One, the terrible brutality with which the state repressed the villagers protesting the nuclear plant in Kudankulam, an action best described in the protesters’ own words – as “the murder of democracy”. Two, allowing FDI in retail, which will cause the immiseration of the 40 million people employed in India’s informal retail sector. Such a large-scale destruction of livelihoods is the worst kind of anti-people villainy that a state can unleash, and yet that is what India’s “democratically elected” government has done.

 

In today’s India, it doesn’t really matter who you vote for; when the people’s interest clashes with corporate interest, the moneybags are bound to win, as has happened with FDI in retail and in Kudankulam. In both these cases, the state was aligned with corporate interests and against its own people.

 

Whenever this happens, the standard ideological manoeuvre of the ruling dispensation is to invoke ‘national interest’ in some form or the other. In Kudankulam, the ‘national interest’ argument was invoked to shove an anti-people project down the throats a community opposed to it. In the case of FDI in retail, ‘national interest’ takes the avatar of ‘economic growth’ (now conveniently a matter of ‘national security’).

 

Historically, it has suited the national elites that control the state machinery to align themselves with the economic power that corporations wield.
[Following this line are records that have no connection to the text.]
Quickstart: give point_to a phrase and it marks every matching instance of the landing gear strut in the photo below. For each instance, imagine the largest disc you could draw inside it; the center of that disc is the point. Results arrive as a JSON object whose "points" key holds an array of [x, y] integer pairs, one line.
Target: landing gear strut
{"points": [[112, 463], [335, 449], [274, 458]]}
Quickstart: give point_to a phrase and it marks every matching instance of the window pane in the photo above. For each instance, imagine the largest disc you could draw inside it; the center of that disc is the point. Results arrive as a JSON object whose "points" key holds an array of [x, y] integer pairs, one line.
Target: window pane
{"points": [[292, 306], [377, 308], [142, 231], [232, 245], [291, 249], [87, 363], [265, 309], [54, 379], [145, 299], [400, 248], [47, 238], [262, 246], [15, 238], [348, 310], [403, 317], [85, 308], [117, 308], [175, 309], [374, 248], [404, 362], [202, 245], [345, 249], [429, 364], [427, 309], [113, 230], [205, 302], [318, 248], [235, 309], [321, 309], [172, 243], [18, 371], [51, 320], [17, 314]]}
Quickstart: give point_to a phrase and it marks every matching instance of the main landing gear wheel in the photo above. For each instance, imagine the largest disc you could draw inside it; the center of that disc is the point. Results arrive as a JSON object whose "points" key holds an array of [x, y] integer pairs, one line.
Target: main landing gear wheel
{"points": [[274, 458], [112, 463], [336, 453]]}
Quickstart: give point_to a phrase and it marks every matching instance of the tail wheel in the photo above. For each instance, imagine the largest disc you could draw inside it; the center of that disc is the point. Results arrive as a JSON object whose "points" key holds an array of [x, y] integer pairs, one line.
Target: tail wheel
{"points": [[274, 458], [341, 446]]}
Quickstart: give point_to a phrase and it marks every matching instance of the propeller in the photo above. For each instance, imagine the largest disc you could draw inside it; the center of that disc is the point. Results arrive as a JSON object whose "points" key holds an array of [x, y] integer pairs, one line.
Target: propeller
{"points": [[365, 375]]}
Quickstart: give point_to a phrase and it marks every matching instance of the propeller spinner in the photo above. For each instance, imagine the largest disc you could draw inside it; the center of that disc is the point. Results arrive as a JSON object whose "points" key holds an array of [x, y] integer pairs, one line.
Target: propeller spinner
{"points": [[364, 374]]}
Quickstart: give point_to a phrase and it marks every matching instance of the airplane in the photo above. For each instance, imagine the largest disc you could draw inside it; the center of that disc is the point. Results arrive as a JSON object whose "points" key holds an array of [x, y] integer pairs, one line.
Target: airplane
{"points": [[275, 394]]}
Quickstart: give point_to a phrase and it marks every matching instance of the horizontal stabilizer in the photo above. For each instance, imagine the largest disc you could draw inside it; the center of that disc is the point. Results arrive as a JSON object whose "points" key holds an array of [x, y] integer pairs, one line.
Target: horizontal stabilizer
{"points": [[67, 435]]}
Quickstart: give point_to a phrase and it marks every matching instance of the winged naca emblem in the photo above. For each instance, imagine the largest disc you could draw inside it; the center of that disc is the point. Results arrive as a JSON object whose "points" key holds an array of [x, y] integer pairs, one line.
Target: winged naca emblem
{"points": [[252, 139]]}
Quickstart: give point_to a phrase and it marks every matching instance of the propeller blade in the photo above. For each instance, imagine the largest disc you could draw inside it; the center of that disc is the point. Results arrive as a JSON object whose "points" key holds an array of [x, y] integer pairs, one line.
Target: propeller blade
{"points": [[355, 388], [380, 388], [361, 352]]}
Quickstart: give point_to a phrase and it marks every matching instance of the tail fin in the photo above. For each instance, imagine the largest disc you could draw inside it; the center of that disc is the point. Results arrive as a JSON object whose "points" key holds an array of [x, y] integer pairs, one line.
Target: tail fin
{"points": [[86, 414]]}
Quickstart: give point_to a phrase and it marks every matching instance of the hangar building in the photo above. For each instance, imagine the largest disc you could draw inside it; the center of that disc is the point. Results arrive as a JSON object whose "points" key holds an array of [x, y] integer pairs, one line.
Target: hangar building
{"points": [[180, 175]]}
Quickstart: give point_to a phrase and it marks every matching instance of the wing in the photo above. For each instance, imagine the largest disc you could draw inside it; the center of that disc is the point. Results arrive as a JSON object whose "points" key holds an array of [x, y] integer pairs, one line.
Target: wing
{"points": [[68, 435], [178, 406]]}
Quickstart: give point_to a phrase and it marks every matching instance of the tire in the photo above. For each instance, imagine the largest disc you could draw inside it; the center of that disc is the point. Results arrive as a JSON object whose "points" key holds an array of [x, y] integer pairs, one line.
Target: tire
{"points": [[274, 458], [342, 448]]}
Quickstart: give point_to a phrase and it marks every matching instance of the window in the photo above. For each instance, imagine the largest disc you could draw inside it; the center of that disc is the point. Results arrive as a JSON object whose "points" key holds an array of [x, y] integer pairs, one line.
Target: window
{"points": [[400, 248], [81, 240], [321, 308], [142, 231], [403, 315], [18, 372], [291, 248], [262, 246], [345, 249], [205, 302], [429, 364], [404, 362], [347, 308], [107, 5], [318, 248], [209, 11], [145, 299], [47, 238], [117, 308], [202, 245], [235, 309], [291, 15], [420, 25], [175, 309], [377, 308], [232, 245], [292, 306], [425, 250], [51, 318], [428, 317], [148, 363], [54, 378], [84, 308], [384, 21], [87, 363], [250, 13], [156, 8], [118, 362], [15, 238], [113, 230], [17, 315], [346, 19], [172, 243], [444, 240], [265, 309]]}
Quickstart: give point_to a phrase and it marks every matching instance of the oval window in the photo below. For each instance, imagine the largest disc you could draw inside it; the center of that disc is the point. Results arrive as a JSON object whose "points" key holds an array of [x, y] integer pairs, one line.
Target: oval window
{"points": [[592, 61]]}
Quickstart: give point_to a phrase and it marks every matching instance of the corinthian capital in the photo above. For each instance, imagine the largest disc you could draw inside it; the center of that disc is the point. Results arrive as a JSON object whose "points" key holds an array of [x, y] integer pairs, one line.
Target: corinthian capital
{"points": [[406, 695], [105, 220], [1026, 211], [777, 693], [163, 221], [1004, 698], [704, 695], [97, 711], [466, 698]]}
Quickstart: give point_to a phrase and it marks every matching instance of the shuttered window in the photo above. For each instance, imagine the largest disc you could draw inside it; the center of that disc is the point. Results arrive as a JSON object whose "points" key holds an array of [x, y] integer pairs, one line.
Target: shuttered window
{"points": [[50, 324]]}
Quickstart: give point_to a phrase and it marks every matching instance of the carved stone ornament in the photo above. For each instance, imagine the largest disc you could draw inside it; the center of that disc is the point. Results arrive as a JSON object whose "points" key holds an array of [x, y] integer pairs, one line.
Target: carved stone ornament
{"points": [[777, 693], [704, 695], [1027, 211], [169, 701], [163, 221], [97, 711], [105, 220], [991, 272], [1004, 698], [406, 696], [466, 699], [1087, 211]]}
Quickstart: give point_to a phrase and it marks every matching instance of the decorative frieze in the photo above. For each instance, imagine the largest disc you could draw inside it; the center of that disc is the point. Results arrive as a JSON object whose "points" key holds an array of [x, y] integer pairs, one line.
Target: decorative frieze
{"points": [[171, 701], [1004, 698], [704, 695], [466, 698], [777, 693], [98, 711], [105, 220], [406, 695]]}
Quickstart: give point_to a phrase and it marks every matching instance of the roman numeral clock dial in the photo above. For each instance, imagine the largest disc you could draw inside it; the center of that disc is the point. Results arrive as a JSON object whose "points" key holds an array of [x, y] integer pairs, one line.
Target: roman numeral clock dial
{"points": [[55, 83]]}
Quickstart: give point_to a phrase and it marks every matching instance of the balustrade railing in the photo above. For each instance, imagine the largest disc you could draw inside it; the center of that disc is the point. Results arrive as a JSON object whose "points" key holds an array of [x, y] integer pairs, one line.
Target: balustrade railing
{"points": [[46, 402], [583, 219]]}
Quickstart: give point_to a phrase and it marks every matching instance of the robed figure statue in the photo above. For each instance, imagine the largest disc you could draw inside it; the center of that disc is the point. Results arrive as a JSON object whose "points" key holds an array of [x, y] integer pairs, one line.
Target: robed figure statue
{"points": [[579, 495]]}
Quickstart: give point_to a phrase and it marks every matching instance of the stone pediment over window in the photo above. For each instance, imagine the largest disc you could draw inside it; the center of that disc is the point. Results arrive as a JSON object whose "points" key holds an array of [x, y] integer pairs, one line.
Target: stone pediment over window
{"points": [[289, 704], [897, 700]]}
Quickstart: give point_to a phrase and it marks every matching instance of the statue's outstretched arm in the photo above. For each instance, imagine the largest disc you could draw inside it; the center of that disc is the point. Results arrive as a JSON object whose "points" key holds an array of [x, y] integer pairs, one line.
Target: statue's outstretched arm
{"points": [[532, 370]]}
So the people will always find themselves acting ‘against the national interest’ whenever they act against the interests of corporate capital. Hence, the need to closely monitor them.

 

So every democratic nation-state will eventually degenerate into a police state. The process is well underway in India and the US, and it’s no coincidence that the bulk of the Indian security forces currently in active deployment are ranged against their own fellow citizens – from Kashmir to Kudankulam. The Nazis demonstrated long ago that nationalism is incompatible with democracy. Modi will demonstrate this for India in a few years.

 

The Nazi, Joseph Goebbels, is supposed to have said, “Whenever I hear the word ‘culture’, I reach for my gun.” Today, whenever a government spokesperson speaks of ‘national interest’ or ‘national security’ (or its post-modern avatar, ‘internal security’), it’s a sure sign that the state is preparing to use the gun against its own people. Operation Greenhunt, anyone?

 

G Sampath is an independent columnist based in Delhi.